La sentencia, de forma inaudita, cita como precedentes a tener en consideración dos condenas al Estado español por el Tribunal de Estrasburgo por haber vulnerado la libertad de expresión de activistas. En el asunto Toranzo contra España de 2018, el TEDH afirmó que ese activista pro-vivienda, cuando llamó "torturadores" a los agentes policiales que le habían desalojado, no estaba usando el término "tortura" en su definición legal ni estaba atribuyendo ese delito al cuerpo policial, sino que estaba usando un lenguaje militante. Volviendo a la sentencia de Montero, los Tribunales tienen que entender que en el contexto de denuncia pública, el uso de términos como "maltratador" no constituyen un insulto sino que son una expresion social que hace alusión a las diversas formas e intensidades de violencias machistas, algunas de las cuales encajan en delitos y otras no.


El supeditar el uso del lenguaje militante en contextos de denuncia supone una peligrosa restricción de la libertad de expresión de las mujeres, en un momento social en el que los feminicidios, las violencias sexuales o las violencias digitales – entre muchas otras - están llegando a cotas vergonzantes para un Estado de Derecho y en el que precisamente forma parte de la estrategia anti derechos del machismo organizado la resignificación de ciertos términos y la prohibición de otros, para desterrarlos de la acción discursiva de las mujeres.

La sentencia del Tribunal Supremo contra Montero se aparta de los estándares internacionales sobre libertad de expresión y muy particularmente, falla en la demostración de la necesidad democrática de censurar el discurso de la Ministra.

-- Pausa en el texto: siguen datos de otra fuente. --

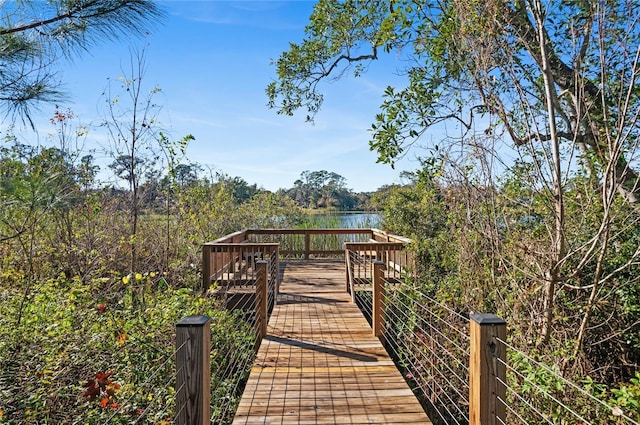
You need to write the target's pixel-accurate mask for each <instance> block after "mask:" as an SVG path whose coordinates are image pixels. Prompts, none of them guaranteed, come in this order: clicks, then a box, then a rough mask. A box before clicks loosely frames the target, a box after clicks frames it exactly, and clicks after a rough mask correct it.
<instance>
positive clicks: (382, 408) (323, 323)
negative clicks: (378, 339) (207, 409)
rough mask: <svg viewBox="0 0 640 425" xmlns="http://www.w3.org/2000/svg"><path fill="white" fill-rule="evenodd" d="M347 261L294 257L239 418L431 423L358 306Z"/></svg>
mask: <svg viewBox="0 0 640 425" xmlns="http://www.w3.org/2000/svg"><path fill="white" fill-rule="evenodd" d="M344 280H345V270H344V263H342V262H336V261H331V260H326V261H322V260H313V261H297V262H293V261H288V262H287V263H286V267H285V272H284V277H283V280H282V283H281V286H280V294H279V296H278V305H277V306H276V308H275V309H274V311H273V313H272V316H271V319H270V321H269V327H268V334H267V336H266V337H265V338H264V339H263V341H262V344H261V346H260V349H259V350H258V354H257V357H256V361H255V363H254V366H253V368H252V370H251V375H250V377H249V380H248V382H247V385H246V387H245V390H244V394H243V396H242V400H241V401H240V406H239V407H238V410H237V412H236V415H235V418H234V421H233V424H234V425H240V424H245V425H249V424H281V425H284V424H371V423H384V424H431V421H429V418H428V417H427V415H426V414H425V413H424V411H423V409H422V407H421V406H420V403H419V402H418V401H417V399H416V398H415V396H414V395H413V393H412V391H411V390H410V388H409V386H408V385H407V384H406V382H405V381H404V379H403V378H402V375H401V374H400V372H399V371H398V369H397V368H396V367H395V365H394V364H393V362H392V360H391V359H390V358H389V356H388V355H387V353H386V351H385V350H384V348H383V347H382V344H381V343H380V341H379V340H378V339H377V338H375V337H374V336H373V335H372V331H371V327H370V326H369V324H368V323H367V321H366V320H365V318H364V316H363V315H362V313H361V312H360V310H358V307H357V306H356V305H355V304H353V303H351V298H350V296H349V295H348V294H347V293H346V292H345V290H344V287H345V285H344Z"/></svg>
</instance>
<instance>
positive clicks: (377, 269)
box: [371, 261, 385, 338]
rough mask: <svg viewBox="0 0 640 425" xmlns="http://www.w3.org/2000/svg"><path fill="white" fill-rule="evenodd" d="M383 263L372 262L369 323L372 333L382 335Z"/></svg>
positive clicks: (383, 304) (383, 330)
mask: <svg viewBox="0 0 640 425" xmlns="http://www.w3.org/2000/svg"><path fill="white" fill-rule="evenodd" d="M384 269H385V266H384V263H383V262H382V261H376V262H375V263H373V302H372V304H373V305H372V308H371V312H372V313H371V324H372V327H373V335H374V336H377V337H378V338H381V337H382V334H383V332H384V293H385V288H384Z"/></svg>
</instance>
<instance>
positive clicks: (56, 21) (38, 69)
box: [0, 0, 162, 125]
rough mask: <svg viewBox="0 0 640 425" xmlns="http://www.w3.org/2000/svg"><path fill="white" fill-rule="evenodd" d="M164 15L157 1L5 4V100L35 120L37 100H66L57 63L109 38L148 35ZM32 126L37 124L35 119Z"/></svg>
mask: <svg viewBox="0 0 640 425" xmlns="http://www.w3.org/2000/svg"><path fill="white" fill-rule="evenodd" d="M161 16H162V12H161V10H160V9H159V8H158V7H157V5H156V4H155V3H154V2H152V1H147V0H125V1H106V2H105V1H102V0H80V1H73V2H70V1H66V0H54V1H48V2H45V3H42V2H37V1H24V2H19V3H16V2H10V3H4V4H3V5H2V6H1V8H0V18H1V20H2V22H3V26H2V28H1V29H0V46H1V48H0V51H1V52H2V53H1V54H0V70H1V72H0V87H1V88H0V104H1V105H2V110H3V112H4V113H5V114H12V115H13V116H14V117H19V118H21V119H23V120H24V121H28V122H30V123H31V121H30V118H29V113H30V108H31V107H32V106H33V105H32V104H33V103H36V102H42V101H44V102H53V101H59V100H62V99H64V97H65V96H64V94H63V92H62V91H61V90H60V89H59V81H58V78H57V76H56V74H55V72H54V71H53V69H51V68H52V64H54V63H55V61H56V60H59V59H60V58H61V57H67V58H70V57H74V56H76V55H77V54H78V53H79V52H80V51H82V50H88V49H89V48H90V47H91V46H92V44H94V43H96V42H99V41H102V40H104V39H113V38H118V37H126V36H129V35H132V34H143V33H144V31H145V28H148V27H149V26H150V25H151V24H153V23H155V22H156V21H157V20H158V18H159V17H161ZM31 124H32V125H33V123H31Z"/></svg>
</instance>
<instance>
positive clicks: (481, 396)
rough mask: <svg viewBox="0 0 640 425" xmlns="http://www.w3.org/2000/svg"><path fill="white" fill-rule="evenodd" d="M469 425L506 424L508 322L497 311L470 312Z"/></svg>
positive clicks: (491, 424) (469, 367)
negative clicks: (505, 402)
mask: <svg viewBox="0 0 640 425" xmlns="http://www.w3.org/2000/svg"><path fill="white" fill-rule="evenodd" d="M470 319H471V320H470V340H471V347H470V359H469V425H495V424H504V423H505V419H506V418H505V417H506V411H505V404H504V403H505V400H506V388H505V385H504V382H506V368H505V364H506V348H505V346H504V344H502V343H500V342H498V341H497V340H498V339H500V340H503V341H504V340H505V339H506V336H507V324H506V322H505V321H504V320H502V319H501V318H499V317H498V316H496V315H494V314H472V315H470Z"/></svg>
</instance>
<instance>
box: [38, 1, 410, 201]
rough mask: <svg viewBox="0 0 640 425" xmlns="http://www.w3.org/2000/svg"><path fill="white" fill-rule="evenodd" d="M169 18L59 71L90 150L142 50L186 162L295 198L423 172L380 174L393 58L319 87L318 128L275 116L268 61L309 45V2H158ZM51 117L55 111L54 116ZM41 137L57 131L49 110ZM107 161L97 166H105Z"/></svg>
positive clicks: (409, 155) (99, 140)
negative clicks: (366, 70) (122, 71)
mask: <svg viewBox="0 0 640 425" xmlns="http://www.w3.org/2000/svg"><path fill="white" fill-rule="evenodd" d="M160 4H161V5H162V7H163V8H164V9H165V11H166V13H167V15H166V17H165V19H164V21H163V23H162V24H160V25H159V26H158V27H156V28H154V29H152V30H151V33H150V34H149V36H148V37H146V38H144V39H138V40H131V44H130V45H128V44H127V43H124V42H122V41H121V42H119V43H112V42H105V43H101V44H99V45H97V46H95V47H94V48H92V49H91V51H90V52H89V53H86V54H84V55H83V56H82V58H81V59H77V60H75V61H73V62H71V63H63V64H62V65H61V66H60V69H61V76H62V79H63V81H64V83H65V84H66V89H67V90H68V91H69V93H70V95H71V100H72V101H71V102H69V103H68V104H64V105H61V106H64V107H67V106H68V107H70V108H71V109H72V110H73V111H74V113H75V115H76V117H77V120H78V121H79V122H80V123H82V124H84V125H87V126H89V136H88V138H87V142H86V147H87V148H91V147H92V146H93V145H94V144H98V145H99V144H100V140H101V138H102V139H103V138H104V137H105V135H104V134H101V133H100V130H99V129H98V128H93V127H92V126H91V125H92V124H96V123H98V122H99V121H100V115H99V113H98V108H97V105H98V104H100V103H101V102H103V99H102V98H101V94H102V93H103V91H104V89H105V87H106V85H107V79H108V78H111V79H115V78H117V77H118V76H120V75H122V74H123V72H122V69H126V67H127V64H128V63H129V61H130V53H129V51H130V50H129V49H130V46H133V47H137V48H140V47H142V46H144V45H145V44H148V46H147V47H146V55H147V64H146V68H147V72H146V75H145V79H146V82H147V84H148V86H149V88H151V87H153V86H154V85H157V86H159V87H160V88H161V89H162V93H161V94H160V95H158V97H157V98H156V100H157V101H158V102H159V103H161V104H162V105H163V109H162V113H161V117H160V118H161V125H162V127H163V128H164V129H165V131H166V132H167V133H168V134H170V135H171V136H172V138H173V139H179V138H181V137H182V136H184V135H186V134H192V135H193V136H195V138H196V140H195V141H193V142H192V143H191V144H190V145H189V148H188V151H187V158H188V160H190V161H192V162H197V163H200V164H202V165H204V166H206V167H209V168H210V169H215V170H216V171H219V172H223V173H225V174H228V175H230V176H240V177H242V178H243V179H245V180H246V181H247V182H248V183H250V184H253V183H256V184H257V185H258V186H260V187H263V188H265V189H268V190H274V191H275V190H277V189H278V188H289V187H292V186H293V183H294V181H295V180H296V179H297V178H299V176H300V173H301V172H302V171H304V170H310V171H317V170H327V171H332V172H336V173H338V174H340V175H342V176H343V177H345V178H346V181H347V186H348V187H349V188H351V189H353V190H355V191H356V192H360V191H373V190H375V189H377V188H378V187H380V186H382V185H385V184H391V183H398V182H399V181H400V180H399V177H398V176H399V173H400V171H401V170H403V169H408V170H412V169H415V168H417V166H418V164H417V163H416V162H415V161H414V160H411V154H410V155H409V156H408V158H407V159H405V160H403V161H401V162H400V163H399V164H398V165H397V166H396V169H395V170H393V169H391V167H390V166H388V165H384V164H376V155H375V153H374V152H370V151H369V145H368V140H369V136H370V133H369V131H368V128H369V127H370V125H371V123H372V122H373V119H374V116H375V113H376V111H377V110H378V107H379V105H380V103H381V101H382V97H381V94H382V92H383V91H384V89H385V88H386V86H387V85H388V84H396V83H398V81H399V77H398V76H397V75H396V71H395V68H396V66H397V64H396V63H395V62H394V57H393V56H390V57H387V58H385V59H384V60H383V61H382V62H381V63H374V64H372V66H371V67H370V70H369V72H368V73H366V74H365V75H364V76H363V77H359V78H353V77H345V78H343V79H341V80H339V81H335V82H327V83H325V84H323V85H322V91H323V92H324V94H325V103H324V106H323V108H322V110H321V111H320V113H319V114H318V115H317V116H316V120H315V124H310V123H307V122H305V113H304V111H301V112H300V113H299V114H297V115H296V116H294V117H286V116H281V115H277V114H276V112H275V110H271V109H269V108H268V107H267V106H266V103H267V98H266V95H265V88H266V86H267V84H268V83H269V82H270V81H272V80H273V79H274V78H275V68H274V67H273V66H271V65H270V62H271V60H275V59H277V58H278V57H279V55H280V53H281V52H282V51H284V50H286V49H287V47H288V44H289V42H300V41H301V40H302V38H303V36H304V27H305V25H306V24H307V23H308V17H309V15H310V13H311V11H312V9H313V5H314V2H310V1H277V2H273V1H239V0H236V1H219V0H208V1H207V0H200V1H166V0H165V1H161V2H160ZM52 111H53V107H51V112H52ZM44 112H45V113H44V117H42V119H41V121H39V122H38V127H39V128H40V131H39V133H40V138H41V139H42V138H43V135H44V134H46V132H47V131H49V132H50V131H51V130H52V127H51V125H50V124H48V122H47V119H46V117H48V116H51V115H52V114H51V113H49V111H48V110H47V109H46V107H45V109H44ZM98 156H99V155H98Z"/></svg>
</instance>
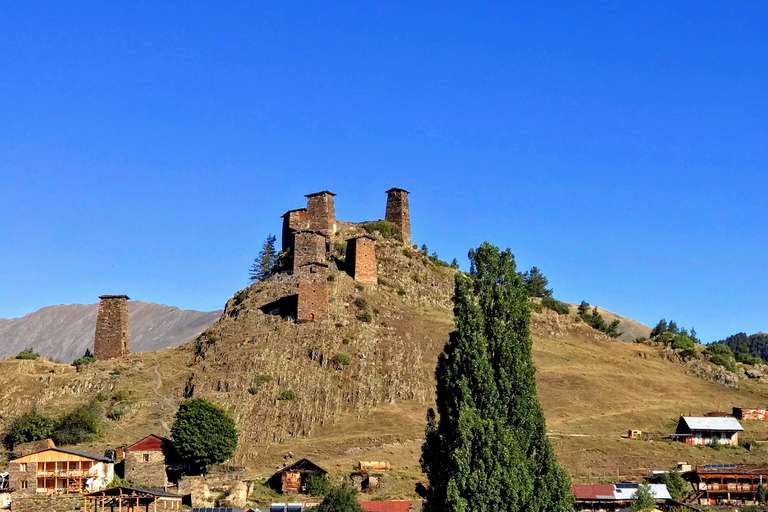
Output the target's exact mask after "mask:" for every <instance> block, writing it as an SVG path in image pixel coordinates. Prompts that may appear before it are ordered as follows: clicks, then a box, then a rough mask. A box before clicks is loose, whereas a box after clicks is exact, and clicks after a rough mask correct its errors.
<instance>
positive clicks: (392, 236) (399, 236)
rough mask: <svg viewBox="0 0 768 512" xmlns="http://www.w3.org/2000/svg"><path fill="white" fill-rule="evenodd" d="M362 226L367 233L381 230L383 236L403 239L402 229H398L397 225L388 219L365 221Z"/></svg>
mask: <svg viewBox="0 0 768 512" xmlns="http://www.w3.org/2000/svg"><path fill="white" fill-rule="evenodd" d="M360 227H362V228H363V229H364V230H365V232H366V233H369V234H371V233H375V232H377V231H378V232H379V233H380V234H381V236H382V238H394V239H396V240H401V241H402V239H403V237H402V235H401V234H400V230H399V229H397V227H396V226H395V225H394V224H392V223H391V222H387V221H386V220H379V221H376V222H364V223H363V224H362V225H361V226H360Z"/></svg>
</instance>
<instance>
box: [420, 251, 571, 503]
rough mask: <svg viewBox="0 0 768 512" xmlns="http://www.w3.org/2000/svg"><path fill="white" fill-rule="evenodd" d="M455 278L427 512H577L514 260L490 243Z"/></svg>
mask: <svg viewBox="0 0 768 512" xmlns="http://www.w3.org/2000/svg"><path fill="white" fill-rule="evenodd" d="M469 259H470V263H471V265H470V273H469V274H468V275H467V274H463V273H458V274H456V276H455V295H454V317H455V330H454V332H452V333H451V335H450V339H449V341H448V343H447V344H446V345H445V348H444V349H443V353H442V354H441V355H440V357H439V359H438V363H437V369H436V370H435V377H436V381H437V393H436V395H437V397H436V403H437V413H439V416H440V419H439V421H438V420H437V415H436V413H435V411H434V410H433V409H429V411H428V413H427V427H426V431H425V434H426V437H425V441H424V445H423V446H422V457H421V465H422V469H423V470H424V472H425V473H426V474H427V476H428V478H429V488H428V490H427V497H426V498H427V499H426V502H425V504H424V510H425V511H426V512H438V511H439V512H446V511H461V512H465V511H467V512H468V511H469V510H473V511H478V512H492V511H493V512H495V511H506V512H517V511H526V512H544V511H547V512H571V511H572V510H573V504H572V495H571V488H570V483H569V480H568V477H567V475H566V474H565V472H564V471H563V469H562V468H561V467H560V466H559V465H558V463H557V460H556V459H555V454H554V452H553V450H552V448H551V446H550V444H549V441H548V439H547V436H546V426H545V423H544V415H543V413H542V410H541V406H540V405H539V402H538V399H537V397H536V380H535V375H534V374H535V367H534V365H533V361H532V360H531V337H530V331H529V328H528V322H529V317H530V312H529V309H528V307H529V306H528V293H527V290H526V288H525V286H524V285H523V282H522V276H521V275H520V274H519V273H518V272H516V269H515V261H514V257H513V256H512V253H511V252H510V251H509V250H508V249H507V250H506V251H503V252H500V251H499V249H498V248H496V247H494V246H492V245H490V244H488V243H484V244H483V245H482V246H480V247H479V248H478V249H477V250H472V251H470V252H469Z"/></svg>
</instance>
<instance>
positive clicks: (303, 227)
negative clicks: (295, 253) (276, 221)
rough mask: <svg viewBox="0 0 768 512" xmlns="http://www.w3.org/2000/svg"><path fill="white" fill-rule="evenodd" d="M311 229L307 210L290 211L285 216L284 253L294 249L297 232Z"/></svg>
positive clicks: (283, 235) (288, 211) (283, 221)
mask: <svg viewBox="0 0 768 512" xmlns="http://www.w3.org/2000/svg"><path fill="white" fill-rule="evenodd" d="M305 229H309V222H308V221H307V209H306V208H299V209H298V210H288V211H287V212H285V213H284V214H283V249H282V250H283V251H285V250H286V249H293V243H294V240H295V238H294V235H295V234H296V232H297V231H303V230H305Z"/></svg>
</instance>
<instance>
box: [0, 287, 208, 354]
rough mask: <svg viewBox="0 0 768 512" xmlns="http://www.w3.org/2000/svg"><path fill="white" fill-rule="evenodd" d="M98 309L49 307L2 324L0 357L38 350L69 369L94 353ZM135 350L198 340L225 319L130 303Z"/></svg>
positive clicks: (134, 303)
mask: <svg viewBox="0 0 768 512" xmlns="http://www.w3.org/2000/svg"><path fill="white" fill-rule="evenodd" d="M98 308H99V305H98V304H60V305H58V306H48V307H45V308H42V309H40V310H39V311H35V312H34V313H30V314H28V315H26V316H24V317H22V318H13V319H0V357H5V356H9V355H16V354H18V353H19V352H20V351H21V350H23V349H25V348H32V349H33V350H34V351H35V352H38V353H39V354H40V355H41V356H43V357H47V358H49V359H51V360H53V359H58V360H60V361H62V362H65V363H70V362H72V360H74V359H76V358H78V357H80V356H82V355H83V354H84V353H85V350H86V349H90V350H93V336H94V331H95V328H96V312H97V310H98ZM128 311H129V314H130V329H131V348H132V349H133V350H134V351H135V352H150V351H154V350H160V349H161V348H166V347H176V346H178V345H181V344H182V343H185V342H187V341H189V340H191V339H194V338H195V337H196V336H197V335H198V334H200V332H202V331H203V330H204V329H205V328H207V327H209V326H210V325H212V324H213V323H214V322H216V320H218V319H219V317H220V316H221V311H220V310H219V311H193V310H182V309H179V308H176V307H173V306H166V305H164V304H155V303H153V302H141V301H130V302H129V303H128Z"/></svg>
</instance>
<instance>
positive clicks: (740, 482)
mask: <svg viewBox="0 0 768 512" xmlns="http://www.w3.org/2000/svg"><path fill="white" fill-rule="evenodd" d="M695 472H696V477H695V482H694V487H695V489H696V495H695V497H694V499H696V500H698V502H699V503H700V504H702V505H720V504H727V503H730V504H741V505H757V504H758V503H757V488H758V486H759V485H760V484H761V483H762V484H763V485H768V465H766V464H705V465H700V466H696V471H695Z"/></svg>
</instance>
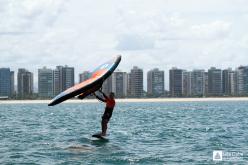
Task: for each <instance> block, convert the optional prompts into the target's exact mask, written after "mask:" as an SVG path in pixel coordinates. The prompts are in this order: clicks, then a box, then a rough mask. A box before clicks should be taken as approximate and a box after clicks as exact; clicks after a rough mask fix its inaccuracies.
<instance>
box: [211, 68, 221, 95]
mask: <svg viewBox="0 0 248 165" xmlns="http://www.w3.org/2000/svg"><path fill="white" fill-rule="evenodd" d="M222 91H223V89H222V71H221V69H216V68H215V67H212V68H210V69H209V70H208V95H209V96H221V95H222V94H223V93H222Z"/></svg>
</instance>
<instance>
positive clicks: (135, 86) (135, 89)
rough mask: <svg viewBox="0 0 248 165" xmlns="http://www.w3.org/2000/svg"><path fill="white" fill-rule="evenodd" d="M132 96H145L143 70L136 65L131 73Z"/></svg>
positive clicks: (130, 76) (130, 72)
mask: <svg viewBox="0 0 248 165" xmlns="http://www.w3.org/2000/svg"><path fill="white" fill-rule="evenodd" d="M129 81H130V82H129V83H130V97H143V96H144V93H143V70H142V69H141V68H138V67H137V66H134V67H133V68H132V69H131V72H130V74H129Z"/></svg>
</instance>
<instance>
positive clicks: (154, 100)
mask: <svg viewBox="0 0 248 165" xmlns="http://www.w3.org/2000/svg"><path fill="white" fill-rule="evenodd" d="M208 101H248V97H207V98H126V99H116V102H121V103H125V102H126V103H132V102H133V103H135V102H144V103H145V102H147V103H149V102H208ZM49 102H50V100H0V105H1V104H48V103H49ZM97 102H98V100H96V99H85V100H76V99H71V100H67V101H65V102H63V103H97Z"/></svg>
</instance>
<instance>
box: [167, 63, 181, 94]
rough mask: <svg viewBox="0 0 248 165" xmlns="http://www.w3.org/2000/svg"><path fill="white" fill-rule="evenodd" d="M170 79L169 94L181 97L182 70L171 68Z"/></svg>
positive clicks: (169, 75) (169, 76)
mask: <svg viewBox="0 0 248 165" xmlns="http://www.w3.org/2000/svg"><path fill="white" fill-rule="evenodd" d="M169 78H170V79H169V81H170V96H171V97H181V96H183V70H182V69H177V68H172V69H170V71H169Z"/></svg>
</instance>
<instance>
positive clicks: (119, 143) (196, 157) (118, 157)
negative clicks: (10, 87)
mask: <svg viewBox="0 0 248 165" xmlns="http://www.w3.org/2000/svg"><path fill="white" fill-rule="evenodd" d="M103 111H104V105H103V104H101V103H82V104H60V105H57V106H54V107H48V106H47V105H46V104H1V105H0V164H49V165H50V164H96V165H101V164H118V165H122V164H148V165H151V164H155V165H157V164H158V165H159V164H187V165H188V164H215V163H222V164H247V163H248V158H247V154H248V103H247V102H239V101H234V102H230V101H229V102H167V103H138V102H137V103H117V105H116V108H115V110H114V112H113V116H112V118H111V121H110V123H109V130H108V137H107V138H108V140H99V139H95V138H92V137H91V135H92V134H94V133H97V132H99V131H100V122H101V115H102V114H103ZM216 150H217V151H222V152H223V153H224V152H225V153H229V154H230V155H227V156H229V158H231V159H226V160H224V159H223V160H222V161H220V160H219V161H213V151H216ZM233 153H234V154H233ZM235 153H239V154H241V155H239V157H238V158H236V156H237V155H235Z"/></svg>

El Tribunal no ha argumentado que su sentencia, en términos globales, vaya a proteger más derechos de los que ha restringido. Pero lo más preocupante de esta sentencia es la duda sobre si ¿el Tribunal habrá actuado de forma ingenua, sin entender los objetivos reales que subyacían a esa acción legal y sin calcular las consecuencias sociales de su resolución o peor aún, habrá actuado a sabiendas de ello y asumiéndolas? Sea como fuere, en este momento social, se trata de una irresponsabilidad democrática de enorme calado que, sinceramente, el Estado no se puede permitir.